Other comments and observations:
-Embers Hotel completion date pushed out to Fall 2024. Difficult construction site mentioned as reason for delay.
– Pine & Laurel, 14 room hotel with parking underneath has broken ground.
– Former Scotsman at corner of Sunset and Valley Blvd – will be a tear down/rebuild. Same footprint. Demo expected to begin in February.
-No activity on planned coffee shop across Sunset from former Scotsman property.
– Building across from Outback has been purchased by a local property owner. Use currently not specified.
– 7 acre property on Main Street next to Chetola entrance – owner engaged in market research; has previously expressed interest in hotel with housing for employees, retail space, high end steakhouse, onsite parking. No current financing.
– owner of property downhill from Chateau Cloud expect to ask PB/TC to approve a short-term rental overlay for it. Currently two houses on the property.

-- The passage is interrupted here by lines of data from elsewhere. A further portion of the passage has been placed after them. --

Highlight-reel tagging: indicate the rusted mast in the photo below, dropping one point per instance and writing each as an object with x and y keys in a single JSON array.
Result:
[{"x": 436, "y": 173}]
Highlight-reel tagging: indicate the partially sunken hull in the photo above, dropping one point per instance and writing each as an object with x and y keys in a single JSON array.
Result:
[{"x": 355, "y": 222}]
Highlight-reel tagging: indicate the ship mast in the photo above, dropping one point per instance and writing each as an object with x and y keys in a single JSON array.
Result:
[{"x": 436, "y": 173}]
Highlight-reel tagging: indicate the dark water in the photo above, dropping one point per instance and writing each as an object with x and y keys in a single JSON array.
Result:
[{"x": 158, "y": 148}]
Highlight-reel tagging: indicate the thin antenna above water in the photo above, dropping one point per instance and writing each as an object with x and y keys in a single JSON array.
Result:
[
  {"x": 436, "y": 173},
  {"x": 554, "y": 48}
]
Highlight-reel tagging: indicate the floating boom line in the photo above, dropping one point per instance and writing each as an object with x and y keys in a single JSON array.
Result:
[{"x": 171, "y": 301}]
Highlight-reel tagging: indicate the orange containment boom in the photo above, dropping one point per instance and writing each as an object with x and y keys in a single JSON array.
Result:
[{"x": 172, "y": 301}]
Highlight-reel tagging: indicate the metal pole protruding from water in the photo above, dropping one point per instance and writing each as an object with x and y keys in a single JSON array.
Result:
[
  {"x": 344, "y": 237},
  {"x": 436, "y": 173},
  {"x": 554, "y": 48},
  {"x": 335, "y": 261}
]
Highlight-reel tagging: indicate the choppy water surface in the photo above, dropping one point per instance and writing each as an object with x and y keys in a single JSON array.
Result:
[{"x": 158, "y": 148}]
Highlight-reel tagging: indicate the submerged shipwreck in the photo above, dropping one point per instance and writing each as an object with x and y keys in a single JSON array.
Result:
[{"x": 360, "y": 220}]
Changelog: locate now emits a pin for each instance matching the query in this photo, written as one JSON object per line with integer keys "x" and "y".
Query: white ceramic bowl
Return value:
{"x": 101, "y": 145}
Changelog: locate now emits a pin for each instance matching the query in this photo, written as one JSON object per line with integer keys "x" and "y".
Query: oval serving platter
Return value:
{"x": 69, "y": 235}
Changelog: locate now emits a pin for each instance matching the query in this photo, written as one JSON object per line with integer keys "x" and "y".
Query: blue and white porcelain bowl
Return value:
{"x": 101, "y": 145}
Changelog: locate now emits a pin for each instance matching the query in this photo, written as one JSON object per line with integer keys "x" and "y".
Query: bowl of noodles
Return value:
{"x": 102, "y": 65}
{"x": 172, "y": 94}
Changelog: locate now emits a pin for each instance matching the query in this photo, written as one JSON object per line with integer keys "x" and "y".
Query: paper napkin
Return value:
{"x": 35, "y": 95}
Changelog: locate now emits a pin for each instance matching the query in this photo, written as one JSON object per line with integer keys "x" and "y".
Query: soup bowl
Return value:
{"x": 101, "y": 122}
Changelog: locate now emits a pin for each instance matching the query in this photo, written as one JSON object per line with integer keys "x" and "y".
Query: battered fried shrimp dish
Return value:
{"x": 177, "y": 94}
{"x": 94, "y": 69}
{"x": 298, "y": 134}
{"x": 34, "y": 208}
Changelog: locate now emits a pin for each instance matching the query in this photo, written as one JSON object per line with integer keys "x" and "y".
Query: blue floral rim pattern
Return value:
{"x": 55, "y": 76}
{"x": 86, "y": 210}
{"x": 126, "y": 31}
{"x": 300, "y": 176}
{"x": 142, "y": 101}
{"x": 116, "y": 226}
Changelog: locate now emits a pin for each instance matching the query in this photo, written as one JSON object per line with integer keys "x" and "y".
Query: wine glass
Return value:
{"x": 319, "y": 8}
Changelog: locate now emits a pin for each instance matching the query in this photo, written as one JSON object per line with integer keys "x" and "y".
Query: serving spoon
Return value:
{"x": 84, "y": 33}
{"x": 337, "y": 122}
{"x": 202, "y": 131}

– new owner of Shoppes at Parkway seeking local tenants
– Possible hotel site at Valley Blvd and Ransom. No recent communications to Planning Board. A council member reported seeing surveyor at the property recently.
– Property on Main Street across from Town Hall. Owner considering parking, retail, housing structure development.
– El Rincon building has a new owner: – adding two levels of STR; 5 bedrooms
– in 2022, 14 new homes built: lots of renovations and additions
– currently 17 properties on the market, only one under $700K
– STR – League of Municipalities is on alert for anything at the State level, nothing yet; no non-compliance has been uncovered with letters to homeowners inside town limits (but not in STR permitted area) who did not state 28 day requirement in VRBO/AirBnB ads. Tracy Brown said he thinks that AirDNA website overstates the number of rentals by double counting those that are listed with more than one service. However, both Kevin and Tracy report recent increases in dwelling unit rentals (and related occupancy taxes).
Underground Utilities received only one bid. Town was not allowed to open single bid, project out for rebidding those are due February 21st.
Park update and redevelopment project received no bids. Out for re-bid those due February 21st.